En 2025, moins de 10 000 logements neufs ont été vendus à des investisseurs, contre 60 000 par an en moyenne les années passées. Pour inverser cette tendance, le gouvernement met en place le nouveau dispositif Jeanbrun et vise deux millions de logements neufs ou réhabilités d’ici à 2030. Par rapport à Pinel, il change de logique, en comptant sur un amortissement jugé plus intéressant par le ministre. En effet, selon Philippe Crevel, directeur du Cercle de l’Épargne, l’avantage fiscal repose sur le niveau de revenus des investisseurs. Il peut donc être puissant pour les ménages qui paient beaucoup d’impôts.

Un avantage fiscal ciblé

Concrètement, le dispositif Jeanbrun propose de déduire de son revenu imposable une partie de la valeur du bien, dans la limite de 8 000, 10 000 ou 12 000 euros, selon le niveau du loyer. Pour délimiter l’amortissement, trois catégories sont possibles : l’intermédiaire (avec un loyer inférieur de 15 % par rapport au marché), sociale (loyer inférieur de 30 %) et très sociale (loyer inférieur de 45 %). Le principe de Jean brun rend le taux d’amortissement plus élevé à mesure que le loyer est bas, jusqu’à 5,5 % pour un logement neuf à un tarif très social.

Par ailleurs, les logements ne sont pas distingués selon un zonage.

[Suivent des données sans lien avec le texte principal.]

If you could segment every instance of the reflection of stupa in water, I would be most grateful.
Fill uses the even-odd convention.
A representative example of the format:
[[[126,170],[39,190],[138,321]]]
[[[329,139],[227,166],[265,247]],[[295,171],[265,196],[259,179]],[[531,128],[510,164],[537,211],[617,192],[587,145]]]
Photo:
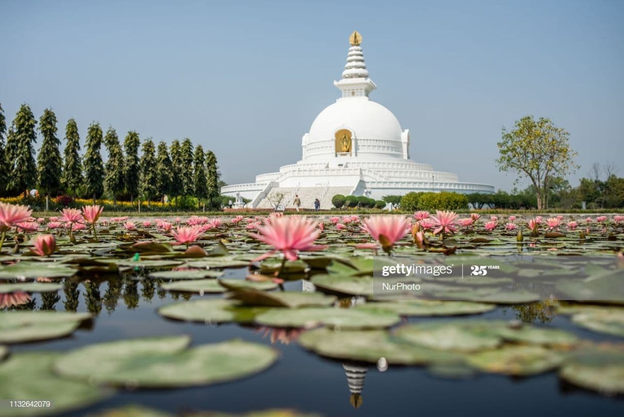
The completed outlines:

Peu importe où le logement est situé en France, et si le logement est neuf ou ancien, à condition qu’il soit rénové. Toutefois, les contraintes restent lourdes, puisque la location doit être vide, le locataire doit en faire sa résidence principale, pour une durée minimale de neuf ans, et le propriétaire ne pourra pas le louer à un proche. L’amortissement ne s’applique que sur 80 % de la valeur du bien. Enfin, il y a aussi un réel avantage au niveau de la déclaration d’impôts, puisqu’en cas de déficit en raison de l’amortissement, le déficit est déduit du revenu global, et uniquement des loyers perçus. Un avantage qui peut faire significativement baisser le niveau d’imposition. Dans l’exemple d’un appartement neuf de 250 000 euros loué à un tarif social, l’économie d’impôt peut dépasser 3 000 euros par an pour un foyer taxé à 41 %. Un gain réel, mais réservé à des investisseurs disposant de revenus élevés et capables d’absorber des loyers volontairement décotés sur le long terme.